This is a bit fiddly but the idea is on track. One multiplies the relevant logs (base 2) by a relatively large integer, creates and reduces a certain lattice, and then does some integer linear programming to obtain a suitable combination.
The tricky part is getting the size constraint so that the result actually is smallest and also gives a value that begins with (at least) the correct number of n's.
find2Power[n_Integer, m_Integer] :=
Module[{digits = FromDigits[ConstantArray[n, m]], col1, lat, redlat,
c, vars, lpolys, constraints},
col1 = Round[10^(2*m)*Log[2, {digits, 10, 2}]];
lat = Transpose[Join[{col1}, IdentityMatrix[3]]];
redlat = LatticeReduce[lat];
vars = Array[c, 3];
lpolys = ({-1, 1, 1}*vars).redlat;
constraints = {lpolys[[4]] <= -1,
lpolys[[3]] >= 1, -10^(m) - 10^(m - 1) <= lpolys[[1]] <= -1,
lpolys[[2]] == 1};
NMaximize[{lpolys[[4]], constraints}, vars, Integers]]
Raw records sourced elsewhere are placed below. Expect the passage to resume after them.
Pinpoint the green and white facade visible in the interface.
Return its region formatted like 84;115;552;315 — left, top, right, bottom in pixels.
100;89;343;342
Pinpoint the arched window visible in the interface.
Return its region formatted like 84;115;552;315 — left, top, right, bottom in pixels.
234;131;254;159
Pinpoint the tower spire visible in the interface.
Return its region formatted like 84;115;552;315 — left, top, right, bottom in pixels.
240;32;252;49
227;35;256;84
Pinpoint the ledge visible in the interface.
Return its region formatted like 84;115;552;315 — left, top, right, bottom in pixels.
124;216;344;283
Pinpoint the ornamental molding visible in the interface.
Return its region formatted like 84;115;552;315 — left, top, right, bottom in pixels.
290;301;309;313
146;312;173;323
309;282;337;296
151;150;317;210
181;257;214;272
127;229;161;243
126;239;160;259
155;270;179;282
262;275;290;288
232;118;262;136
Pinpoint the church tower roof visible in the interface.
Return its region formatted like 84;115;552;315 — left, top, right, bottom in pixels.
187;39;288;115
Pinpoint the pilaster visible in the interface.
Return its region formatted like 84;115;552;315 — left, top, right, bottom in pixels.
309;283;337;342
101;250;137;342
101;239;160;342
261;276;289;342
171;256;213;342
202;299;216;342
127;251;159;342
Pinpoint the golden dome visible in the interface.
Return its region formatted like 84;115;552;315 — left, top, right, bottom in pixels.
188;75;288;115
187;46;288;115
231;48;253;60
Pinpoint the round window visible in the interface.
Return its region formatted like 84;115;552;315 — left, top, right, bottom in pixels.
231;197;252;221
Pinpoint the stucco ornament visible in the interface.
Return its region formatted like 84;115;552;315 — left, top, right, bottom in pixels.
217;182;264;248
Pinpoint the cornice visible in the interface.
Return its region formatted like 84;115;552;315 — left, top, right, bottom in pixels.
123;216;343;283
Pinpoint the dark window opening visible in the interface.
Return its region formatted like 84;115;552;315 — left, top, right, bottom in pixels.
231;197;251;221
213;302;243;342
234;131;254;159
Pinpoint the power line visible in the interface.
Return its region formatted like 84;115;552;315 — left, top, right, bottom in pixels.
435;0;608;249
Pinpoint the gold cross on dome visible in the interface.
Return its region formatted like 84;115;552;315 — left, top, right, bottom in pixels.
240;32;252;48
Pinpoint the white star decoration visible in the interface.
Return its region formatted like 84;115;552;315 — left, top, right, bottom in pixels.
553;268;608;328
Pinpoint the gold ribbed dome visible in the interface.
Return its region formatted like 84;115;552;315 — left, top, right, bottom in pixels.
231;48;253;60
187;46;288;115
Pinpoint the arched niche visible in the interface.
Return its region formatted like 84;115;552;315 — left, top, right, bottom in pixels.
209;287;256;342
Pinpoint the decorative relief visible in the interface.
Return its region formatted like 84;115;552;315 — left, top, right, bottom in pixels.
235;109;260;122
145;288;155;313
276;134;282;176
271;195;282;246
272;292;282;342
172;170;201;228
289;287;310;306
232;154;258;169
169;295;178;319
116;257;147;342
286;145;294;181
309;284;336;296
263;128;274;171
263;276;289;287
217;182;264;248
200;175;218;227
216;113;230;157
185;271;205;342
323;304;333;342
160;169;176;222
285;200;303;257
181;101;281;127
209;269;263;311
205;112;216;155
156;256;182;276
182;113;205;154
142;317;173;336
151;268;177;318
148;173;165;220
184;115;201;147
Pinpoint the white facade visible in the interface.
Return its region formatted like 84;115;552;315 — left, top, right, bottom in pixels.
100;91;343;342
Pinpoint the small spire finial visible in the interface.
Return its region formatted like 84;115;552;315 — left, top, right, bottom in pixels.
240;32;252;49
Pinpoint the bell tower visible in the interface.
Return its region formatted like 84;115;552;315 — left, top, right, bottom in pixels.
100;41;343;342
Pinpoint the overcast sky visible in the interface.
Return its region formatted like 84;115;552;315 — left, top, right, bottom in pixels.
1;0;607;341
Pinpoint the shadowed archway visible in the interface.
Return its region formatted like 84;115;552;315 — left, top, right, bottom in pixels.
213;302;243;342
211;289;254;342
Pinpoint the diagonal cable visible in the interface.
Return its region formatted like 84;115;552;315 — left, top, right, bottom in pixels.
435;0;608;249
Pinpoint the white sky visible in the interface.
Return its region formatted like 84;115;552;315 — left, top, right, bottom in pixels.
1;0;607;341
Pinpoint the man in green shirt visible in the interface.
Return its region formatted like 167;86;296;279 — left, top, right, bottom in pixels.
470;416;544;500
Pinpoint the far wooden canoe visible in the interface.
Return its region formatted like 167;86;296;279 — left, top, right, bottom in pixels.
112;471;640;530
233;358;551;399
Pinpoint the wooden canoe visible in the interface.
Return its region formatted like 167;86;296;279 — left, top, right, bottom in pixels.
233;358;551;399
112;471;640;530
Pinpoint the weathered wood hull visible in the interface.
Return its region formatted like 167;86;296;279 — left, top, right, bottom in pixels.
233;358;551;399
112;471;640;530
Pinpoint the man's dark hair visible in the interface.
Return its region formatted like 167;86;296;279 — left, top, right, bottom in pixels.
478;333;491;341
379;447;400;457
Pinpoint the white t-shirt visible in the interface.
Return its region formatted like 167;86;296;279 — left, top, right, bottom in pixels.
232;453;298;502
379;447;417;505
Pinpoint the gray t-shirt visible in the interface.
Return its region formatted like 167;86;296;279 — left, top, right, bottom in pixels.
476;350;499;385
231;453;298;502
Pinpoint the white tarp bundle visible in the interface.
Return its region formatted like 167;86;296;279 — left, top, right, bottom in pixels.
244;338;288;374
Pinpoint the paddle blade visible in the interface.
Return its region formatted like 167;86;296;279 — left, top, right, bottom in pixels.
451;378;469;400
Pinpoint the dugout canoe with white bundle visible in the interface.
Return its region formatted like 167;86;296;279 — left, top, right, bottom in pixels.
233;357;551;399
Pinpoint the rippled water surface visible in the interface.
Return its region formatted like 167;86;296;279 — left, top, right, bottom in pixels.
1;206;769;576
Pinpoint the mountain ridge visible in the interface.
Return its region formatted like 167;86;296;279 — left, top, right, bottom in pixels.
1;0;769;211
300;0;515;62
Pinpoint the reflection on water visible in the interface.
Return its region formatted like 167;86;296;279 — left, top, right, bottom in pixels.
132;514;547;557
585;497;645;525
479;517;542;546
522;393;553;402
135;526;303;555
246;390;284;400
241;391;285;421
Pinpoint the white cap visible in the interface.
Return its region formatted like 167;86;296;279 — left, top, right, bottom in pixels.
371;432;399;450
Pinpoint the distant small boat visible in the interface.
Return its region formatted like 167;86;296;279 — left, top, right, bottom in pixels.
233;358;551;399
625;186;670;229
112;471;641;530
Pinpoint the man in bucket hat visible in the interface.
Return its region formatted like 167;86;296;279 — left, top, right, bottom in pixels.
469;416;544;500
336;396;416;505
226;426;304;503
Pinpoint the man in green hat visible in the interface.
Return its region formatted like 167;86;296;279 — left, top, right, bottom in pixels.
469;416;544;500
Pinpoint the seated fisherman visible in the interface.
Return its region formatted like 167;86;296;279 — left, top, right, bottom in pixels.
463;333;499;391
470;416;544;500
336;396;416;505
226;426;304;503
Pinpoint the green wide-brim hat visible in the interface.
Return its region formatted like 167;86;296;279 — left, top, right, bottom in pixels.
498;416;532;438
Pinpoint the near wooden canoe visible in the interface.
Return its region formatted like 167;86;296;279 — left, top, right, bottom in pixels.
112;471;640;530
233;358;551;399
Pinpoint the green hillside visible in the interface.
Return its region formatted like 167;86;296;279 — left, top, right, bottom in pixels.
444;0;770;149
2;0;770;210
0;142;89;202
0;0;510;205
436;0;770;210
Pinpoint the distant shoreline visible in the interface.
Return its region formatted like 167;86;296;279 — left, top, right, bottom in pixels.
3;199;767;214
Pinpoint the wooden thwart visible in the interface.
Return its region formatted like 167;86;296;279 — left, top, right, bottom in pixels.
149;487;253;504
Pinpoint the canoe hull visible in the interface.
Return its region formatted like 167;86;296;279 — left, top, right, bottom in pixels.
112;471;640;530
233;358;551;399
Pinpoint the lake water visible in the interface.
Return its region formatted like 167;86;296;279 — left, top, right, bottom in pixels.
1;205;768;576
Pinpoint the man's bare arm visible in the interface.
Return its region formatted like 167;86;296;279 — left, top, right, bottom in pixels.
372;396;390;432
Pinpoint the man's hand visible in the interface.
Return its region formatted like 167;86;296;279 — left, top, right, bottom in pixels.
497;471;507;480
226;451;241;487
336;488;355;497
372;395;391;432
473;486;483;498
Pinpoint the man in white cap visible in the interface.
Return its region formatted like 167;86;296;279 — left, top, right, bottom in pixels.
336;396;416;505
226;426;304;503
The two given examples work. But that's about all I can guarantee.
find2Power[9, 4]
(* Out[13]= {13301., {c$2472[1] -> 9, c$2472[2] -> 8, c$2472[3] -> 8}} *)
find2Power[9, 10]
(* Out[14]= {1.92340033*10^9, {c$2481[1] -> 969, c$2481[2] -> 1,
c$2481[3] -> 19}} *)
Also it is not obvious how to recover the right integer once we exceed machine precision.
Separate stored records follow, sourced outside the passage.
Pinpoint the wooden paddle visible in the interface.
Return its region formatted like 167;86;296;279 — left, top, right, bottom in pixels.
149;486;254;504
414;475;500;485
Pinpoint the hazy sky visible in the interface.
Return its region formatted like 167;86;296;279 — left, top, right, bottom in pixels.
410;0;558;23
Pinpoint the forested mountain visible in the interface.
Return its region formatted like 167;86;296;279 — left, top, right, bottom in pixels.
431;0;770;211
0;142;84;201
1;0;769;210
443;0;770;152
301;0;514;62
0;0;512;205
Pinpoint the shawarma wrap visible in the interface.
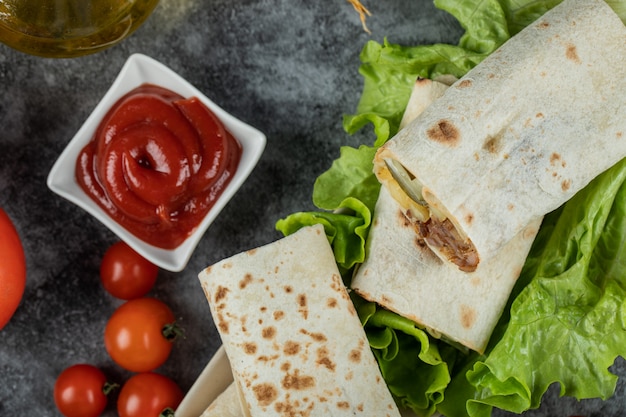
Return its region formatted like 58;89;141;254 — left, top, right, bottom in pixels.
198;224;401;417
352;186;541;353
374;0;626;272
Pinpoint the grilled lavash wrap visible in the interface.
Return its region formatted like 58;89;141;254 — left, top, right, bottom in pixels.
352;76;540;353
374;0;626;272
198;224;401;417
352;186;541;353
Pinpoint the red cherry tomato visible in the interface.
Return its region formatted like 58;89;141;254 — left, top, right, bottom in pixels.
100;241;158;300
0;208;26;330
104;297;181;372
117;372;183;417
54;364;114;417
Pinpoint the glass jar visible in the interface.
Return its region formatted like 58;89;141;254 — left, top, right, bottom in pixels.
0;0;159;58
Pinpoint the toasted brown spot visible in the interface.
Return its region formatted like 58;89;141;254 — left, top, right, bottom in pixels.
327;298;338;308
281;362;291;372
299;329;327;342
297;294;308;319
337;401;350;410
239;273;253;289
284;285;293;293
457;79;472;88
460;305;477;329
565;43;581;64
283;340;300;355
273;310;285;320
349;348;362;363
550;152;561;166
257;354;279;362
617;132;623;138
465;213;474;225
316;347;336;372
538;21;550;28
470;277;481;287
508;203;515;211
247;248;258;256
536;112;544;118
262;326;276;339
426;120;460;146
561;179;571;192
221;262;233;269
217;313;229;334
357;403;364;411
483;134;503;154
243;342;257;354
253;383;278;406
214;286;229;303
282;370;315;390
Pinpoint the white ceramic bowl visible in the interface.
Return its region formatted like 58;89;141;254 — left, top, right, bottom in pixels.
47;53;266;272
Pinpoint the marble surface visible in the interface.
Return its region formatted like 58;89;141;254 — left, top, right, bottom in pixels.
0;0;623;415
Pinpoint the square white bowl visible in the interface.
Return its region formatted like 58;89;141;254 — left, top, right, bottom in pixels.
47;53;266;272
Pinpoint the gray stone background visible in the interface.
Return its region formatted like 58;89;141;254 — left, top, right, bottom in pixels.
0;0;623;415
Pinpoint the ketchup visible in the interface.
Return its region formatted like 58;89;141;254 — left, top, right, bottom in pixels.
76;84;242;249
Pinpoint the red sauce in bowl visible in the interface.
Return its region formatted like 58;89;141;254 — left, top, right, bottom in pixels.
76;83;242;249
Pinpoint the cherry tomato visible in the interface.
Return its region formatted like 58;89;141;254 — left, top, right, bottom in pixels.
100;241;158;300
0;208;26;330
117;372;183;417
54;364;115;417
104;297;181;372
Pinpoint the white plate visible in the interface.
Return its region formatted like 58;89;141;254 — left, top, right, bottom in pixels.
47;54;266;272
176;346;233;417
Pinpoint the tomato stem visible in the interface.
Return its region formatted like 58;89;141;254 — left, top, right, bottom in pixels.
162;322;185;342
103;381;120;396
160;407;176;417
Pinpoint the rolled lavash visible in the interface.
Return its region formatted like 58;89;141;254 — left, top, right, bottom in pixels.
351;186;541;353
374;0;626;271
198;224;401;417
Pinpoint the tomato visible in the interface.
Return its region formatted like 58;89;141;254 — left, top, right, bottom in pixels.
0;208;26;330
100;241;158;300
54;364;115;417
117;372;183;417
104;297;181;372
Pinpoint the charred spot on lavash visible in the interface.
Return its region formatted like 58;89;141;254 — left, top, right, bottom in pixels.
426;119;460;146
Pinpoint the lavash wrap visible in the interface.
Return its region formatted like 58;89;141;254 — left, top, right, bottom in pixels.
198;224;401;417
374;0;626;270
352;186;541;353
352;76;540;353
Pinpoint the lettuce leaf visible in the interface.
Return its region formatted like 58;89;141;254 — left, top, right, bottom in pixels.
466;159;626;416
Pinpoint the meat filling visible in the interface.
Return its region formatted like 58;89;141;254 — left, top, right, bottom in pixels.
418;217;479;272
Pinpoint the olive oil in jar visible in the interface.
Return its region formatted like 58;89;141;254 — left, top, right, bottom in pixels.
0;0;159;57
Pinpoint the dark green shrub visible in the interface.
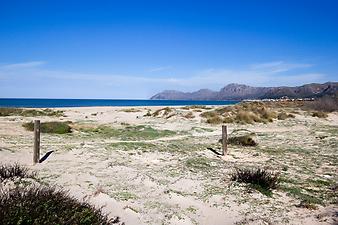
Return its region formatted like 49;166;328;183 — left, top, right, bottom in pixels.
23;121;72;134
0;186;121;225
0;163;35;181
231;168;279;196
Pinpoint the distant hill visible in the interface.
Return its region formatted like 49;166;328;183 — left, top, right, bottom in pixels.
150;82;338;100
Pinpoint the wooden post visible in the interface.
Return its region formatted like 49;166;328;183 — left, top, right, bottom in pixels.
33;120;40;164
222;125;228;155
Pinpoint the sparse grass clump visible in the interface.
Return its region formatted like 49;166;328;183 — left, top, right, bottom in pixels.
23;121;72;134
277;112;295;120
181;105;211;110
185;157;212;171
183;112;195;119
108;142;156;152
0;163;35;181
206;115;223;124
0;186;120;225
0;108;64;117
152;107;173;118
144;110;152;117
311;111;328;118
231;168;279;196
120;108;141;113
This could instead be done exactly using Minimize
but then the speed becomes an issue in some cases where NMinimize
remains fast.
I skimped on the explanation because it should be obvious how it works (read: I only barely even managed to make it work, and I'm not sure I could explain it if I tried).